Interestingly here in Bamidbar the text refers to Sinai not as a mountain, but rather as a wilderness (midbar); a change in terminology that interests our ancient rabbis. “Why” they asked, “was the Torah given in the wilderness, rather than in the Holy Land?” Their answer is quite instructive. “If,” they suggest, “the Torah had been given in Israel, then the people of the world could have said that they had no part in it” (and we, conversely, could have said it only belongs to us). “But, since it was given in a land belonging to no one, therefore everyone who wants it is free to receive it.” This text dramatically reminds us that though we may have brought forth the Torah to the world, it is now the property of all humanity, rather than just the Jewish people. Indeed it is through the sharing of this gift from the Divine that we become a “light unto the nations.”
This midrash is only one of several where the rabbis shift our notions about the meaning of Torah, reminding us of its universality for all humanity. Indeed, another text suggests that the Torah was given simultaneously in 70 languages. This number is not accidental or random. Rather, for our ancient sages it represents all the languages of the earth, one for each of the seventy nations. Today, of course, we realize that the babble of humanity is found in far more than seventy languages. Yet, the rabbis’ point is well taken. Again, they suggest that the Torah is not the property of a single people, nor was it given only in Hebrew (the lashon kodesh, the holy tongue) but in every language for all people - perhaps also a reminder that every language can be holy.
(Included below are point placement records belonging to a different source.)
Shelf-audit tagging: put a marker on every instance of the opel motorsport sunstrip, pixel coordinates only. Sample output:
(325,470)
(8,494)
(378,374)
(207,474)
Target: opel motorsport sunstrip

A third midrash builds on this point in a dramatic way. The Torah, it suggests, has something in common with the Mona Lisa. Just as La Gioconda looks directly at every viewer, so it is with the Torah. Every Israelite at Sinai felt that the Torah was given directly to them. Indeed, each one received it in appropriate language, relevance and complexity. It was given for the wise, the wicked, the simple and one who does not know how to ask! This text is especially compelling for modern Jewry if taken in conjunction with the belief that every Jewish soul (past, present and future) was present in the Wilderness of Sinai to receive the Torah. The Torah is a timeless text given to each of us in every generation. On Shavuot each of us stands at Sinai, and is challenged to accept Torah. We take up this challenge when we hear and read the text in for our own time and place. We accept the Torah when we insure that it speaks not only to us, but also to future generations.
Of course, while the Torah is a text of often great beauty and profundity, yet hearing, reading and even interpretation are insufficient. When given the Torah our ancestors answered both na-aseh (we will do) as well as nishma (we will listen). Torah only becomes real when the words that we hear shape our lives. Torah is a transformational verb, which must lead each of us to a life of mitzvot and Tikkun Olam.
The parasha adds a final reminder of the importance of each human voice as we receive and actualize Torah in our lives. Bamidbar begins with a great census, as each of the Israelites (sadly only the males) is counted in preparation for the journey across the desert. Judaism has mixed views on such enumerations. On one hand, there is strong reaction against reducing people to numbers, so much so that it is even forbidden to count people for a minyan. On the other hand, the census is a reminder that each individual is important, and that we as a people and as humanity are lessened when any voice is absent or silenced. It is also a reminder that each of us needs to stand up and be counted, and that each of our sacred journeys is important.
This week on Shabbat as we read Bamidbar, and especially as we prepare to accept the Torah on Shavuot, we need to be ready to stand up and be counted. We need to hear the Torah in all its simplicity and complexity, and in all its languages. But, it is not enough only to only to receive, we must listen to its voice as it speaks to our unique time and place. We must listen and then actualize it to build a better world for all humanity.